# simplest steam engine



## deatharena89 (May 3, 2012)

Hello everyone this is my first steam engine made using very simple parts like cardboard, disposable syringe, straw, pen end caps and bicycle spokes. Cannot hold the breadth for longer time.

How much economical can you make your engine? Here it is costs only about Rs.10. Blowed air through mouth thats why produces lower rpm use compressor(i dont have one) iam sure it will give good results. Hope you all like my engine and video. Took nearly 20minutes to make the engine.
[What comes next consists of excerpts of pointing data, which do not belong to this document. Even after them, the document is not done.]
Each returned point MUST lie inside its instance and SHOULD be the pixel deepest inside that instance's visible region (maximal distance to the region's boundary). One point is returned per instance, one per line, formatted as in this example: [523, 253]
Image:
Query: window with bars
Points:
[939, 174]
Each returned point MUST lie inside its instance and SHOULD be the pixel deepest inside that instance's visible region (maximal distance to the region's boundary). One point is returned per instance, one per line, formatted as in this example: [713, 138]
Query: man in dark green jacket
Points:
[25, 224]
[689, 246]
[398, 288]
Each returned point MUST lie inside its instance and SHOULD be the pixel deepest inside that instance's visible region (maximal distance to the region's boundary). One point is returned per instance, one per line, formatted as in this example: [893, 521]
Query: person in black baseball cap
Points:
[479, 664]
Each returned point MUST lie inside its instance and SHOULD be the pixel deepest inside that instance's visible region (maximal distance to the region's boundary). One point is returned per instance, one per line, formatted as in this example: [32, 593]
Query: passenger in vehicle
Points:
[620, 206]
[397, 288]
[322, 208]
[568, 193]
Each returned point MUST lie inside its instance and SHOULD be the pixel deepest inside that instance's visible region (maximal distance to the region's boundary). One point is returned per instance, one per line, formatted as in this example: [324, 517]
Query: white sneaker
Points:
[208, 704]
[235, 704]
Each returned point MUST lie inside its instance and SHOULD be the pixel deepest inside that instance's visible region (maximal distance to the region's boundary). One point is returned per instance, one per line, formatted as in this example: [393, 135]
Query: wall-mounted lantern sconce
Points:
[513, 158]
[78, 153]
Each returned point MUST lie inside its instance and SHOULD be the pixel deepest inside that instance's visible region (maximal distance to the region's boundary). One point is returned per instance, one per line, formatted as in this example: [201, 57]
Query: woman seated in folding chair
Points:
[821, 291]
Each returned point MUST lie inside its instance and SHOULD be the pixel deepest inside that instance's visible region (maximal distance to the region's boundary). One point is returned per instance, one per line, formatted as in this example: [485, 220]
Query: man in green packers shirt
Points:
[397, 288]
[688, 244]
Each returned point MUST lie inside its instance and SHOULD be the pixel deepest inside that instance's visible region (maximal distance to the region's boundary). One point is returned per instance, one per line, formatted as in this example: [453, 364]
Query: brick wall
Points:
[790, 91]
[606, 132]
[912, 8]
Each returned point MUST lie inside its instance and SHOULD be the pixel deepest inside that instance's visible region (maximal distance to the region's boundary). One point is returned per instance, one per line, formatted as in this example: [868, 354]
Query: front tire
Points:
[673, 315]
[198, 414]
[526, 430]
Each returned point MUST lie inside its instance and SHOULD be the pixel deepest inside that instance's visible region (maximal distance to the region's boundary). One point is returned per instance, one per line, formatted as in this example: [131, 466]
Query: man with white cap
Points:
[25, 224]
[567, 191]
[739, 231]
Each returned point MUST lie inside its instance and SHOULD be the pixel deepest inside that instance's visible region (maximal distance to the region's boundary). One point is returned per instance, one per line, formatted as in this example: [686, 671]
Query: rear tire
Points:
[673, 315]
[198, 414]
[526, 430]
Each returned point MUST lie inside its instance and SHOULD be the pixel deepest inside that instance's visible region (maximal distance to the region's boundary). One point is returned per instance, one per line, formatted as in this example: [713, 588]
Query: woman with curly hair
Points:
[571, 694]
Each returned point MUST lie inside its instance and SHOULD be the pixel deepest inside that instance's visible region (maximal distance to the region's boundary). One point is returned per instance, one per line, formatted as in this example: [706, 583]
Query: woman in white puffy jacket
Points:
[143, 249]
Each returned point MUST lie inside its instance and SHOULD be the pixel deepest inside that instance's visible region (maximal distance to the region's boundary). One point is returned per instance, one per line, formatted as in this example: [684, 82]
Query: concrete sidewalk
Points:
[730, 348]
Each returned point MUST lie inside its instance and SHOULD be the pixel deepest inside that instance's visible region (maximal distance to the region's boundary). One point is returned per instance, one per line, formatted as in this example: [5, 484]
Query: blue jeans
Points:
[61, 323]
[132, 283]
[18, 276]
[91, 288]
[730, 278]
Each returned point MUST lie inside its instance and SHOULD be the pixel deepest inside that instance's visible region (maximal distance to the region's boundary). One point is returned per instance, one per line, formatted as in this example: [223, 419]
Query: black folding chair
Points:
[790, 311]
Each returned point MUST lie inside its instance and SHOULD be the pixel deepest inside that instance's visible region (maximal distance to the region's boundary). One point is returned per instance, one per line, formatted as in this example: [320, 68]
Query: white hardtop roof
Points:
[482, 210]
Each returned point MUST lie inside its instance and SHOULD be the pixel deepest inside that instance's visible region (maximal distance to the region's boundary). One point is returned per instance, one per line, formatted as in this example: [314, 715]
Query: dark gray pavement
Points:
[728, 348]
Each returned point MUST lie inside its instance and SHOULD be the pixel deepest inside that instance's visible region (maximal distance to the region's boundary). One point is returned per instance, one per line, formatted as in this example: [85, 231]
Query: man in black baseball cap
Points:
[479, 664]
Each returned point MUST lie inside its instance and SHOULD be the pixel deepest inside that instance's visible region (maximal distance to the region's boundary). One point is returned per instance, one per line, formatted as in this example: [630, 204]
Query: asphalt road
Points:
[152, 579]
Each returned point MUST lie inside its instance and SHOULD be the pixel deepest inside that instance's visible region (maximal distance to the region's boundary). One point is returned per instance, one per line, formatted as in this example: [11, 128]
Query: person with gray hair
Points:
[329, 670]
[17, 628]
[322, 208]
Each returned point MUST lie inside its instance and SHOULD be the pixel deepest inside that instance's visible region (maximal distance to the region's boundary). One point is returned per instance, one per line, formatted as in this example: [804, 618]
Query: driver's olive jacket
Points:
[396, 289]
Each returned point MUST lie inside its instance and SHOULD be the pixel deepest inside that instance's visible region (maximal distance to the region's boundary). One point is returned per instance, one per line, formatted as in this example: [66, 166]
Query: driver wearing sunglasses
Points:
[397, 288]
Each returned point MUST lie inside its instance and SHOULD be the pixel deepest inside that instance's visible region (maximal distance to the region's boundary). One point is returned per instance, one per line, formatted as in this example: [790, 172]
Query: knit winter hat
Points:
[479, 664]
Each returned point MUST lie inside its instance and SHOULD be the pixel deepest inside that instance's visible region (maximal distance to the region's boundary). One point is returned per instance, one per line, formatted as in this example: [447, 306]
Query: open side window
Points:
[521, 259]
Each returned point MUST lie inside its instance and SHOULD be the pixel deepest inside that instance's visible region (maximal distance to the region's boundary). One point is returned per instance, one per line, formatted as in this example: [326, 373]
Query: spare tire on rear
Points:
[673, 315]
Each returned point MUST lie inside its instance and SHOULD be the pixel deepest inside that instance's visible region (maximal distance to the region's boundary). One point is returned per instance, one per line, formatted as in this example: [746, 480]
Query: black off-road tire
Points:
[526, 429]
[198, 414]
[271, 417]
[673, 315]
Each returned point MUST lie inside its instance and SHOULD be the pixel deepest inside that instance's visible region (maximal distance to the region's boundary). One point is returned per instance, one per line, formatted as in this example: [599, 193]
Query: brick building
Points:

[ame]http://www.youtube.com/watch?v=N3gLL4LSitE[/ame]


----------



## 90LX_Notch (May 3, 2012)

Good for you! It shows that when there is a will there is a way. Also, I am happy that you weren't cheating death with this engine. Great job. Thm: I'm going to give you a karma for the shear simplicity and ingenuity of it.

Bob


----------



## steamer (May 3, 2012)

90LX_Notch  said:
			
		

> Good for you! It shows that when there is a will there is a way. Also, I am happy that you weren't cheating death with this engine. Great job. Thm: I'm going to give you a karma for the shear simplicity and ingenuity of it.
> 
> Bob



I would concur! Well Done!

Dave


----------



## Brian Rupnow (May 3, 2012)

Very good Ganesh. If you want it to run for longer periods of time, get a politician to blow in the tube!!!----Brian


----------



## crab (May 3, 2012)

Great! If you want a cheap compressor get one fo these--






Bill L.


----------



## deatharena89 (May 3, 2012)

Thank you everyone and also thanks for the karma


----------